Intervention de Philippe Portier

Délégation aux droits des femmes et à l'égalité des chances entre les hommes et les femmes — Réunion du 9 avril 2015 : 1ère réunion
Femmes et laïcité — Audition de M. Philippe Portier directeur d'études à l'école pratique des hautes études paris-sorbonne directeur du groupe sociétés religions laïcités grsl

Philippe Portier, religions, laïcités (GRSL) :

Notre époque se caractérise par le « triomphe des identités » et par ce qu'on appelle, en France, le « communautarisme », qui n'est pourtant pas un concept courant à l'étranger et qui fait d'ailleurs l'objet de nombreuses critiques dans les pays anglo-saxons, dont le modèle diffère du nôtre.

La poussée des mouvements d'extrême droite traduit également un triomphe global de l'identité. La société démocratique libérale s'est structurée autour du paradigme de l'arrachement à l'ensemble des traditions, afin de pouvoir construire une cité émancipée sur le fondement de la délibération. Ce qui caractérise philosophiquement les mouvements populistes, c'est la remise en cause, précisément, de ce principe délibératif. Ces mouvements partent du postulat selon lequel une société se construit par son ré-enracinement dans des traditions préalables. Lorsque les mouvements populistes parlent du religieux, le plus souvent, ce n'est pas sa dimension spirituelle, mais culturelle, qu'ils évoquent. Ils font alors référence au religieux en tant que principe structurant de la nation à partir de laquelle doivent se construire les existences. Ce schéma remet en cause, de façon philosophique, la construction de notre modèle démocratique qui repose, depuis l'héritage des philosophes des Lumières et des républicains de la IIIe République, sur le refus des identités et des traditions, en ce qu'elles contribuent à cloisonner les individus.

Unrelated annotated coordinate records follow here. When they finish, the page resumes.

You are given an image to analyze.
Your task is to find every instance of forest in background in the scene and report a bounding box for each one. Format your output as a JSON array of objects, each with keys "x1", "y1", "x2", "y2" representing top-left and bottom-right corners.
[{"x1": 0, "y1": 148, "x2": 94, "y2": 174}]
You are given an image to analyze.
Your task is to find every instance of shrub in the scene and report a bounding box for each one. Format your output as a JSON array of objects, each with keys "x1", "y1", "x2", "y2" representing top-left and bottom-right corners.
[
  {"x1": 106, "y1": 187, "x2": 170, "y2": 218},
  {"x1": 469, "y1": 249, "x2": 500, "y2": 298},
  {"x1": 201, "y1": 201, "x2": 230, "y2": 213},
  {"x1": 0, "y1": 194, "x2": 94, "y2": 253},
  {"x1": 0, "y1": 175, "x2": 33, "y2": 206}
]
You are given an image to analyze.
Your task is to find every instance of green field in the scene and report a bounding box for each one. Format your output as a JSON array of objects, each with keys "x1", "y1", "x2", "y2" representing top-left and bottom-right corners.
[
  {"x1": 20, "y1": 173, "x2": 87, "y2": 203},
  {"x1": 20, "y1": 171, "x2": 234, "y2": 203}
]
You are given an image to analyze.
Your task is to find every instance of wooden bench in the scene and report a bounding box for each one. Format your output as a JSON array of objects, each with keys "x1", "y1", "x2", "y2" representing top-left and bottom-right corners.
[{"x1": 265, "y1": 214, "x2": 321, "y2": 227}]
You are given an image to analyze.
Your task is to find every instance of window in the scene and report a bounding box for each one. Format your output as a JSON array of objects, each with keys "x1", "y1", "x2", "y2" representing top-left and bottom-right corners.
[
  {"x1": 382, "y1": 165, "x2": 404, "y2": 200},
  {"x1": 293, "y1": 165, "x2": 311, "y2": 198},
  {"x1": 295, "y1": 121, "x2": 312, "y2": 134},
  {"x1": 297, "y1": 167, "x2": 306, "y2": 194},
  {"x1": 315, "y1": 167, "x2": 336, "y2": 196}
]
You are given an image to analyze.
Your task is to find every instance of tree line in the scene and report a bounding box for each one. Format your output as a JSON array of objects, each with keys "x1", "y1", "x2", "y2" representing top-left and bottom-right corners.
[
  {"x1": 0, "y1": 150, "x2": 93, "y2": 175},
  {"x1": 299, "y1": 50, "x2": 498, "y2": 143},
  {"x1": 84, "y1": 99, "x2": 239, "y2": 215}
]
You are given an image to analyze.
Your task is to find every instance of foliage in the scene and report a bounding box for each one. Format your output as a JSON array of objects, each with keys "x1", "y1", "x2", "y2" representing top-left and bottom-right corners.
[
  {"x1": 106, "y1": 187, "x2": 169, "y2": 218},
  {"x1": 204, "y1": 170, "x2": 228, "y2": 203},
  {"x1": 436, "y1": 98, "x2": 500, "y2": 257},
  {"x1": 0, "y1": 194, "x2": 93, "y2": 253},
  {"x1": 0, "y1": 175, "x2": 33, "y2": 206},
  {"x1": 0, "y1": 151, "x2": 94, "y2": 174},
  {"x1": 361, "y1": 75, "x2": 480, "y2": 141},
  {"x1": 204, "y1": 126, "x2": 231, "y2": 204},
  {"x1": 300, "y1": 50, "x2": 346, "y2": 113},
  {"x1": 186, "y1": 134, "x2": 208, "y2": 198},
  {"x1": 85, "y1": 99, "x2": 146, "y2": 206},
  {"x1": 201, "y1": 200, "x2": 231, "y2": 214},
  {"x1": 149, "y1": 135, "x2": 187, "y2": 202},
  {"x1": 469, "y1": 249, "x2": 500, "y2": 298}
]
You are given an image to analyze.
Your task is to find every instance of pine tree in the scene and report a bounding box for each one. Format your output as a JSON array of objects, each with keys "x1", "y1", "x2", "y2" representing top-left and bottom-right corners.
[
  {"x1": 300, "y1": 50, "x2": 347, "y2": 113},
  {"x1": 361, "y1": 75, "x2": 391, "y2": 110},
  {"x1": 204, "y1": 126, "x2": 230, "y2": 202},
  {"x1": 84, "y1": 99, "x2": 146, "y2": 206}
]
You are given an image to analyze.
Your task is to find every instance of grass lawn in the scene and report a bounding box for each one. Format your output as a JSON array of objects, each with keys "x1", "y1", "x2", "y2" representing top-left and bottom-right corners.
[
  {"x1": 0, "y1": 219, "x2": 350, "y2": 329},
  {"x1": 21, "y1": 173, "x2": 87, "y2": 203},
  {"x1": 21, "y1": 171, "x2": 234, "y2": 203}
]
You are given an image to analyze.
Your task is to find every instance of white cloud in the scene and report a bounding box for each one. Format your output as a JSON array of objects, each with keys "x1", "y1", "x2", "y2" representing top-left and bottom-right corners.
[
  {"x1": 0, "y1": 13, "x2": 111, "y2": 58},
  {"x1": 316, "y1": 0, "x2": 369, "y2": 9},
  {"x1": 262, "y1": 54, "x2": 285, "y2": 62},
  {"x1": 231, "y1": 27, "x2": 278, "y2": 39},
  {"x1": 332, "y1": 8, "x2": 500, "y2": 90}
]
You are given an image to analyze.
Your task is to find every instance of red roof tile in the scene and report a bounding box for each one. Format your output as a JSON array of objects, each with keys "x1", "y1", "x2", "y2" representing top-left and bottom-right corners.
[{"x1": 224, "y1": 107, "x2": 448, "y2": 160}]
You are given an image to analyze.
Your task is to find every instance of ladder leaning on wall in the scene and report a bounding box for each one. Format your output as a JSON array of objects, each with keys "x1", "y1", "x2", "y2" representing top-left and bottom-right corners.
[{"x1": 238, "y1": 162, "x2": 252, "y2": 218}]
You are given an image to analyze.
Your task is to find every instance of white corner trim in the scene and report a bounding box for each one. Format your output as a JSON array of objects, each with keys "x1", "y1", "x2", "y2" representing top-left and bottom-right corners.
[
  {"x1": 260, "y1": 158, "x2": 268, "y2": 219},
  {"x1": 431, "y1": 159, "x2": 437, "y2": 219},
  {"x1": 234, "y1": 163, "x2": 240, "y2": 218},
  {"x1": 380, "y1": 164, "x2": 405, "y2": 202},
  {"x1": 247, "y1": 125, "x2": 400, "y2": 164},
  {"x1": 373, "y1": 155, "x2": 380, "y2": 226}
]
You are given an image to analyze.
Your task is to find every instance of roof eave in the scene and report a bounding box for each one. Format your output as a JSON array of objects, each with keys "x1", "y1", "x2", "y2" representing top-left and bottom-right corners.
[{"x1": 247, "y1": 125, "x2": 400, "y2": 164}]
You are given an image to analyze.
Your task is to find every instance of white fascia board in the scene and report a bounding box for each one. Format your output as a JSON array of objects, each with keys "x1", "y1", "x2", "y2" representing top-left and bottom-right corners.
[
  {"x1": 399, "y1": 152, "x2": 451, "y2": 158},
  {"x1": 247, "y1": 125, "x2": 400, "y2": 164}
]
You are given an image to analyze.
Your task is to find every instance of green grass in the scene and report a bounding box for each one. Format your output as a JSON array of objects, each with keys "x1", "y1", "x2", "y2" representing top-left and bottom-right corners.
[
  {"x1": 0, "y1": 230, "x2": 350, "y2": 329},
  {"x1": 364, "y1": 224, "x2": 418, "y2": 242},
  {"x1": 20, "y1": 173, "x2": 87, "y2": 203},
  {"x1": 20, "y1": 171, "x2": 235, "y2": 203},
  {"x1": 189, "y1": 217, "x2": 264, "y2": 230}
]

Les mouvements populistes affirment, au contraire, qu'un tissu culturel préalable serait nécessaire pour construire la société, dont le noyau dur résiderait dans la religion dominante. Au Danemark, par exemple, les partis populistes louent le caractère structurant du luthéranisme ; à l'Est de l'Europe, l'orthodoxie apparaît comme le fondement même de la nation, en particulier en Russie ; pour les mouvements populistes de la Mitteleuropa, c'est autour du catholicisme que la nation doit se reconstituer.

La France n'échappe pas à ce mouvement. L'extrême droite, s'opposant au mouvement d'arrachement aux traditions, utilise, de manière paradoxale d'ailleurs, le principe de laïcité dans son combat en faveur du ré-enracinement de la nation. Cette logique du ré-enracinement est une forme de communautarisme national, en ce que la nation ainsi comprise est enfermée dans une culture préalable : ce communautarisme national s'oppose à d'autres identités, qui sont aussi des identités du repli autour d'une norme religieuse qui viendrait structurer la totalité des existences.

Enfin, j'ajouterai que des recherches théoriques fortes se font jour sur la nécessité de réinscrire la croyance dans les délibérations publiques. D'aucuns reprochent ainsi à la France de distinguer raison et croyance. Pourtant, sous la IIIe République, prévalait l'idée selon laquelle la croyance serait l'« autre » de la raison.

S'il existe des « identités de repli », qui peuvent se former à partir de la religion, il ne faut pas oublier que, selon les thèses développées par Jean-Marc Ferry et Jürgen Habermas, les sociétés démocratiques peuvent se construire à la fois sur des aspects séculiers et sur des traditions religieuses.